Tutorial

Basics

impy’s concept is to make image analysis on Python much more user friendly. The core array object, ImgArray, retains all the features of numpy.ndarray while implemented with variety of function that minimize your effort of image processing.

Let’s start with a simple example.

import impy as ip
img = ip.imread("path/to/image.tif")  # read
out = img.gaussian_filter(sigma=1)    # process
out
ImgArray of
     name      : image.tif
    shape      : 10(t), 20(z), 256(y), 256(x)
 label shape   : No label
    dtype      : uint16
    source     : path/to/image.tif
    scale      : ScaleView(t=1.0, z=0.217, y=0.217, x=0.217)

Here, you can see

  • each dimension is labeled with a symbol (t, z, y and x).

  • Physical scale is tagged to the object as a ScaleView, a subclass of Python dict.

  • the source file is recorded.

impy’s imread function can extract metadata (such as axes) from image files and “memorize” them as additional properties of array objects.

You can refer to the properties by:

img.axes       # Out: Axes['t', 'z', 'y', 'x']
img.source     # Out: such as WindowsPath("path/to/image.tif")
img.name       # Out: "image.tif"
img.scale      # Out: ScaleDict(t=1.0px, z=0.217μm, y=0.217μm, x=0.217μm)

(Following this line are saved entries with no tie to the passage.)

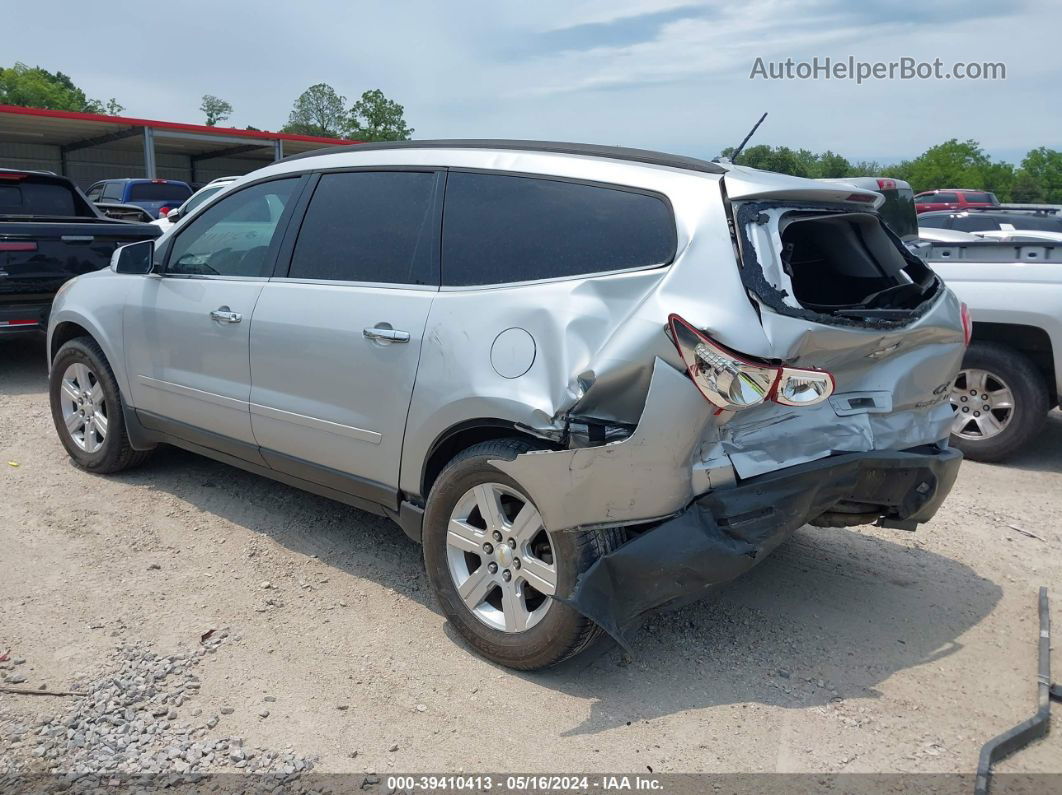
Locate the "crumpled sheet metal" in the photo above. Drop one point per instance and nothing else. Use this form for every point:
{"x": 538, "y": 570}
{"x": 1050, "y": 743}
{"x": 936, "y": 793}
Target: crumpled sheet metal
{"x": 725, "y": 533}
{"x": 645, "y": 477}
{"x": 806, "y": 434}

After you finished all the process you want, you can view the results in napari viewer. Just pass the image object to GUI handler object gui in impy.

ip.gui.add(out)

and wait until viewer window opens.

Axes Targeted Slicing

You may want to get slice(s) of an image with a format like “t=3:10” but generally you always have to care about which is t-axis. Most arrays in impy have extended numpy.ndarray to enable the “axis-targeted slicing”. You can use following grammar:

  • Single slice, like img["t=1"].

  • String that follows Python slicing rules, such as img["t=5:10"] or img["t=-1"]

  • Fancy slicing, like img["t=1,3,5"]

  • Conbination of them with splitter “;”, like img["t=3;z=5:7"]

Similarly, image shape is also extended to support axis-based access. In the example above, the image of interest has (t, z, y, x) axes and the shape is (10, 20, 256, 256). Similar to numpy.ndarray, you can know its shape using img.shape but in impy an object of AxesShape will be returned instead of Python tuple, as long as axes are well-defined.

img.shape       # Out: AxesShape(t=10, z=20, y=256, z=256)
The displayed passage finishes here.